Entre création et partage, l’illustrateur Léopold Prudon revient sur sa résidence à Colombelles

Comment s’est passée votre résidence (travail personnel et médiation) ?
Ma résidence dans la médiathèque Le Phénix à Colombelles s’est divisée entre un temps de médiation quotidien de deux heures l’après-midi avec des habitants du quartier et un temps de création qui se répartissait sur le reste de la journée. J’avais décidé de travailler dans les espaces communs de la médiathèque plutôt que dans une salle à l’écart, si bien qu’il n’y avait pas de séparation marquée entre ces deux temps : je me familiarisais avec le public de la médiathèque qui, de son côté, pouvait me voir travailler. Certains venaient dessiner même en dehors des heures de médiation. J’ai pu vraiment observer la vie quotidienne d’un tel lieu, vécu par beaucoup comme un refuge, un lieu de confort et d’échanges spontanés. Cette ambiance détendue – permise en large partie par l‘accompagnement de l’équipe du Phénix – a rejailli sur les moments d’ateliers, propices à une expression assez libre, où les dessins produits avaient autant d’importance que les discussions entre participants.
Quel était votre projet en rejoignant le programme ?
J’ai postulé à ce programme avec « La Cage de verre », un projet de bande dessinée de science-fiction qui raconte l’histoire d’une créature translucide vivant dans le jardin botanique de Caen, où des êtres malveillants sont enfermés dans la serre. J’ai utilisé cette semaine de création pour dessiner le story-board de la deuxième partie du livre afin de constituer un dossier pour trouver un éditeur. Sur le volet médiation, j’ai eu envie de m’appuyer sur ce projet pour proposer un atelier de création de personnages imaginaires, de monstres, de créatures en tous genres, avec l’idée qu’un tel sujet permettait à la fois de se représenter soi-même de façon décalée, de se livrer plus facilement, et aussi de se sentir décomplexé vis-à-vis des dessins « bien faits ». J’ai ensuite façonné un fanzine réunissant ces productions, destiné à être distribué à tous les participants.

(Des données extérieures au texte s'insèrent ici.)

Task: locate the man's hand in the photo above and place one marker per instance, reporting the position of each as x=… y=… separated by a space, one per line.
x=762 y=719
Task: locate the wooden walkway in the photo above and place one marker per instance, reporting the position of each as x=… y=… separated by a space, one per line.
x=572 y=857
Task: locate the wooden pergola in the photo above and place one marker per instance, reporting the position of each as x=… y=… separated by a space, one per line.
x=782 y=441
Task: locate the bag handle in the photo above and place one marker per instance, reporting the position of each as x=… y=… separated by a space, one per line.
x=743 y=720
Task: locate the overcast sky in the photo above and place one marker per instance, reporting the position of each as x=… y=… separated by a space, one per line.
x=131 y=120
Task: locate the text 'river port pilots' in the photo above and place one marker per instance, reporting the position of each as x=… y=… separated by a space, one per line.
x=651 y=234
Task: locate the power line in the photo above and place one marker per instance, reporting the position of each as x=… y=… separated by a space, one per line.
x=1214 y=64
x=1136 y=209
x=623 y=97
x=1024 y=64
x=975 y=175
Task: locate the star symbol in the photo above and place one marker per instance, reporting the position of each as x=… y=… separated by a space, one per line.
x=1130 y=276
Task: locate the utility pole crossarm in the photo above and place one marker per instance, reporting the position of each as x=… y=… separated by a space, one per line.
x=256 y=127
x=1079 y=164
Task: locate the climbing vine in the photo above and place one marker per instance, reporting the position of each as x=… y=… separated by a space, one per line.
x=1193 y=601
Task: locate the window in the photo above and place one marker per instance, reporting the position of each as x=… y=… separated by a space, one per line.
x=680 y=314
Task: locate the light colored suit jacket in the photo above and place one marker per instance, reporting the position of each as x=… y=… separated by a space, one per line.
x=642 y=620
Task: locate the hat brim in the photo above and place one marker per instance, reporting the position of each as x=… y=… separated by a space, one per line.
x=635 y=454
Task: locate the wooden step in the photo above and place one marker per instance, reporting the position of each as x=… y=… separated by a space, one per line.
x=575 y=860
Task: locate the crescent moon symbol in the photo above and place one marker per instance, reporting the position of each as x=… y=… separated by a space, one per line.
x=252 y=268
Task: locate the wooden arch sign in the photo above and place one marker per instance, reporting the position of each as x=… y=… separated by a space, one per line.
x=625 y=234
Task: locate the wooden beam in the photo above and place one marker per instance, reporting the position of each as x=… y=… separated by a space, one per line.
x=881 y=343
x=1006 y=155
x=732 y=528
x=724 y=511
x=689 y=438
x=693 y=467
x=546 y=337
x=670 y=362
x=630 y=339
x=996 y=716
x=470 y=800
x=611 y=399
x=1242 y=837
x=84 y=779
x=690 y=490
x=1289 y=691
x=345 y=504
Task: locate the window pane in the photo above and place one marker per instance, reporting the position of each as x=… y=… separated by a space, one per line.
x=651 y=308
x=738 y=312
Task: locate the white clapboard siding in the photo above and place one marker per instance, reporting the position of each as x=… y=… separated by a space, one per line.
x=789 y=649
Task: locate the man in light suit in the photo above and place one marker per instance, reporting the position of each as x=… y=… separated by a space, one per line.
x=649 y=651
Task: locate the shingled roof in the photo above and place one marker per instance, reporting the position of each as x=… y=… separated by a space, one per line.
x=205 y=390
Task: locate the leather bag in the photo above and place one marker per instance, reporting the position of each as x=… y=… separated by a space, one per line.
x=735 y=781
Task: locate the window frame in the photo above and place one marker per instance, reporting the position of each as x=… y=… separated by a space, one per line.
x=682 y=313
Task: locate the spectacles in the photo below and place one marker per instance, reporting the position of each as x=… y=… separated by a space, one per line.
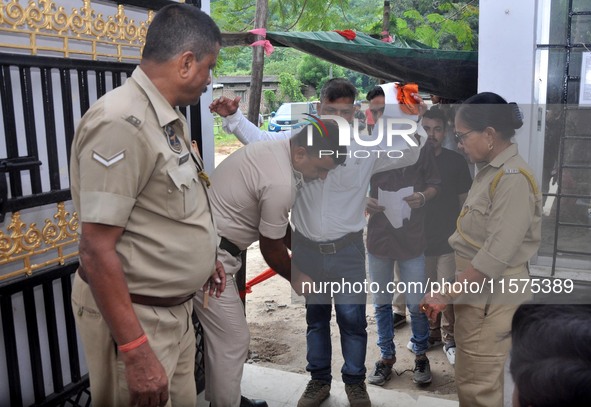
x=377 y=112
x=461 y=136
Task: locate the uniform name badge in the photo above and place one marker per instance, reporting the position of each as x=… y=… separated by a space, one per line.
x=173 y=141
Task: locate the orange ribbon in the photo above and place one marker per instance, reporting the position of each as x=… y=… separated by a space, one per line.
x=407 y=102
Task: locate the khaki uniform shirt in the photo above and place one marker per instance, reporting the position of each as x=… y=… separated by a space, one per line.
x=131 y=167
x=253 y=191
x=506 y=226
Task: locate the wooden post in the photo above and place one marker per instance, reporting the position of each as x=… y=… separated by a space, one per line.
x=386 y=18
x=258 y=61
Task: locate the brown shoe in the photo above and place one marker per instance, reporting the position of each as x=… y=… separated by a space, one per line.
x=316 y=392
x=357 y=395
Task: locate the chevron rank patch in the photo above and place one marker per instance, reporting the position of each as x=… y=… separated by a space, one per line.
x=108 y=161
x=133 y=120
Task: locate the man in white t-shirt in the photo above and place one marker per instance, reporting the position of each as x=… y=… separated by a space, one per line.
x=328 y=217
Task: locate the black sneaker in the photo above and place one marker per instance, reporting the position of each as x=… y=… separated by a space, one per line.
x=316 y=392
x=357 y=395
x=399 y=320
x=381 y=373
x=422 y=372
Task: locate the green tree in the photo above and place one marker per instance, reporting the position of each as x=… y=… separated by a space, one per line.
x=270 y=99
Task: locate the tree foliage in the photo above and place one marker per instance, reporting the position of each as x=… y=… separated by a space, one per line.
x=441 y=24
x=290 y=88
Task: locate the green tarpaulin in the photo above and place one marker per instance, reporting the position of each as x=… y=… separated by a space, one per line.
x=450 y=74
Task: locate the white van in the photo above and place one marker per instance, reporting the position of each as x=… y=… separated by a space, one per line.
x=291 y=115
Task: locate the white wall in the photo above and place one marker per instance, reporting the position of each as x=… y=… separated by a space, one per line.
x=506 y=61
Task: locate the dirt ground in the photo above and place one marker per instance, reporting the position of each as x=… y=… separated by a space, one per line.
x=277 y=322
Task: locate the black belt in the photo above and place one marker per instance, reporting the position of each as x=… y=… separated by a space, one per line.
x=230 y=247
x=159 y=302
x=329 y=247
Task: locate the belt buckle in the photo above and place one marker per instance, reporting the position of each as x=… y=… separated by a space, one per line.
x=327 y=248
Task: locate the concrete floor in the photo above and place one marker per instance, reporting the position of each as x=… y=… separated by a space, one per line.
x=283 y=389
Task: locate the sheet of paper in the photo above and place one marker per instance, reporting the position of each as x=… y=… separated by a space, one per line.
x=396 y=209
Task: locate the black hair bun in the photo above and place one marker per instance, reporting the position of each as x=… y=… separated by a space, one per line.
x=516 y=116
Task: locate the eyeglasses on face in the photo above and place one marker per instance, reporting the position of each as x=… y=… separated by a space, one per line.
x=377 y=112
x=461 y=136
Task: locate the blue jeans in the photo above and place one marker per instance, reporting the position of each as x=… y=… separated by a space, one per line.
x=381 y=271
x=347 y=265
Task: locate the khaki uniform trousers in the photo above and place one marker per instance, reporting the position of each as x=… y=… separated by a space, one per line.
x=170 y=334
x=439 y=268
x=482 y=334
x=226 y=338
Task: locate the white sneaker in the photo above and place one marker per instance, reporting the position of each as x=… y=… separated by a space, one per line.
x=432 y=344
x=451 y=354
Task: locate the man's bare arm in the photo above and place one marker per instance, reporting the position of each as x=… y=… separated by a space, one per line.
x=101 y=269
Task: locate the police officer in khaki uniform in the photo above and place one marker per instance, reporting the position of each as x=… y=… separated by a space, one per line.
x=147 y=240
x=255 y=206
x=499 y=230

Que vous a apporté votre participation à Du soleil entre les lignes ?
Il y a une sociabilité particulière à la médiathèque qui m’a beaucoup marqué. J’en suis ressorti habité, au moins les premiers jours, par une attention plus grande aux gens qui m’entourent. J’appelle ça « l’esprit médiathèque » : une manière d’être ensemble, de réunir des personnes diverses dans un espace calme, confortable et vivant, propice à la concentration et à la création. Les personnes qui y travaillent y sont pour beaucoup. De tels espaces sont précieux.
Que prévoyez vous pour la suite ?
Je viens de terminer et d’envoyer mon dossier pour le livre La Cage de verre, j’attends maintenant le retour des éditeurs. Une bande dessinée qui m’a demandé beaucoup de travail doit sortir en 2026 aux éditions Monsieur Toussaint Louverture – nous avons d’ailleurs discuté de la possibilité d’un évènement au Phénix pour l’occasion (exposition de planches, ateliers). J’entame également le travail sur le dessin d’une bd ayant trait à un évènement marquant de la seconde guerre mondiale, dans un village du sud de la France. Elle paraîtra aux éditions Allary, avec Louise Moaty au scénario.
Un temps fort lors des ateliers à partager ?
Les participants aux ateliers avaient tendance à ne pas s’inscrire, si bien qu’on ne savait jamais vraiment combien on serait ; c’était assez croissant, d’abord 3, puis 5, puis 8, avec des variations au fil des allées et venues… J’ai le souvenir de l’avant-dernier atelier, où la grande table s’est soudain retrouvée pleine à craquer. Tout le monde dessinait côte-à-côte, des enfants, des adultes, des habitués et des nouveaux, et même Stéphane de Normandie Livre & lecture et Julie de la médiathèque, tout le monde à égalité se faisant passer les livres de références, se montrant les dessins des uns et des autres, discutant à travers la table comme à un repas de famille, ou bien dessinant en silence. C’est cette atmosphère qui me reste en mémoire.
Propos recueillis par Alexandra-Jade Cuvelier
Cette résidence a lieu dans le cadre « Du soleil entre les lignes » , un programme d’accueil d’auteurs et d’autrices ; d’illustrateurs et d’illustratrices, de maisons d’édition dans les bibliothèques de Normandie.
Ce programme fait partie de « l’Été culturel », une manifestation à l’initiative du ministère de la Culture et mise en œuvre par la Direction régionale des affaires culturelles de Normandie et les opérateurs nationaux.